The marketing world is witnessing a shift from influencers to micro messengers, which bring a certain level of expertise to the topics they are talking about. Brand influencers are paid to do business on a campaign basis.
Another trend is to turn to brand ambassadors, who have a long-term – and typically paid – relationship with companies they work with.
Fans are simply loyal customers who can work directly with the brand for long-term success of the business, becoming brand advocates.
“While 18% of millennials trust brand influencers, 92% trust brand advocates,” said Ms Cleary.
She gave the example of a project led by the American Heritage Credit Union, which sent a survey to members aged 18-34 asking how likely they were to recommend the credit union. Over 70% said they would be more than happy to do it. Asked whether they would share or retweet, around 30% said they would.
Ms Cleary’s steps to creating a brand advocacy programme are:
- Create a brand advocate landing page with information on how to get involved and why it would benefit members to do it
- Send follow-up emails to survey respondents containing a link to the page, which should also be promoted on social media through paid ads
- Email directly those interested in taking part
- Narrow it to candidates with mid-sized social reach with 500 to 1,000 followers and friends
- Determine incentives
- Create a schedule of tasks for your brand advocates.

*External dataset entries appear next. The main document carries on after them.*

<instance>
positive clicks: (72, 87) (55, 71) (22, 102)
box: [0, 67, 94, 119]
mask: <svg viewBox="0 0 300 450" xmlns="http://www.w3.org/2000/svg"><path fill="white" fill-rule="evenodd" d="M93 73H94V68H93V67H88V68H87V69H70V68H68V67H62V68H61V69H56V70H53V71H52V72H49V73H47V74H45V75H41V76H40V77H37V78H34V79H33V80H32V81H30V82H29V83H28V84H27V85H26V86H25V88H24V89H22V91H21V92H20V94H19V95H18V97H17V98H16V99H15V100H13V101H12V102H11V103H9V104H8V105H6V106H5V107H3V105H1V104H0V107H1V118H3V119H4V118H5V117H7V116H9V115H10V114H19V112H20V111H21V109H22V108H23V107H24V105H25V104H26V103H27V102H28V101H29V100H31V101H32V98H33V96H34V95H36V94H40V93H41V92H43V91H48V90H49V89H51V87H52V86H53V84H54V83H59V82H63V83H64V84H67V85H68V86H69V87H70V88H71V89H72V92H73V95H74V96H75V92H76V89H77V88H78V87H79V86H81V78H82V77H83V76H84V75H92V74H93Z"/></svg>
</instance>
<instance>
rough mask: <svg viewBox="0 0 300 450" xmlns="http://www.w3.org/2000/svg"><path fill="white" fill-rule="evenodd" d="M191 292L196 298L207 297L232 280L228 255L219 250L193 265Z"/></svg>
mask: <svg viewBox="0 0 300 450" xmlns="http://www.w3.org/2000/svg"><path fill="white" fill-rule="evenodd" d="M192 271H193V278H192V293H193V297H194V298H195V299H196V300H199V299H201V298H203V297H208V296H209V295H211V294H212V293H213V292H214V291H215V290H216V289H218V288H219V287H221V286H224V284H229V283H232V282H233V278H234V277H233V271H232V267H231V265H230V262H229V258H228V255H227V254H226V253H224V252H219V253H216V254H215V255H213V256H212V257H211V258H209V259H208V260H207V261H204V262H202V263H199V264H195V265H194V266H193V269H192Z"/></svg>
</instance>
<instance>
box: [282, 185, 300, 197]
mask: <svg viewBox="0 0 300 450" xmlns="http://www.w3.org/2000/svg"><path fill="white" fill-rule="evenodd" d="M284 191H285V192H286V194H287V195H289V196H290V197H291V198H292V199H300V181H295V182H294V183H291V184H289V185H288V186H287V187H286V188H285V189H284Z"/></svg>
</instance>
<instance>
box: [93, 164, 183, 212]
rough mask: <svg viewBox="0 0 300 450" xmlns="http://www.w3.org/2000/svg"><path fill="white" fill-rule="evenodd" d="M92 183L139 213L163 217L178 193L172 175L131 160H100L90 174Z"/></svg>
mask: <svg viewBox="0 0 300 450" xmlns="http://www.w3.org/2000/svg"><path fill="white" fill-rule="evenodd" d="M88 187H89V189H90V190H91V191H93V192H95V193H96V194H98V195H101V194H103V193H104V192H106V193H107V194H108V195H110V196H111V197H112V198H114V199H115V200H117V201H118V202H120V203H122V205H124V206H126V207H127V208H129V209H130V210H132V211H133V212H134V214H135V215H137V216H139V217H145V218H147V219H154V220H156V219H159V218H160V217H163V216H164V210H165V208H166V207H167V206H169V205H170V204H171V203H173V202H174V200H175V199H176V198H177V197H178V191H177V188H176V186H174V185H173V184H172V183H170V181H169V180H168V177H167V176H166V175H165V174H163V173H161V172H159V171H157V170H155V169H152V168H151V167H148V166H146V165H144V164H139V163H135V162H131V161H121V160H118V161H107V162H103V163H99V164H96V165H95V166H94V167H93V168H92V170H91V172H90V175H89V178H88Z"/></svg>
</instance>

Ms Cleary it was also crucial to find internal brand advocates among employees – a process which involves working with the HR team. Incentives for engagement can include contests with small prizes for top social media advocates.
The success of such campaigns can be measured by the number of events hosted and their attendance levels;, survey results; and social media shares and clicks driven by advocates.
“The questions to ask yourselves are: who do young people in your area trust? What can you do to connect with them and incentivise them to be messengers to your credit union?” added Ms Cleary.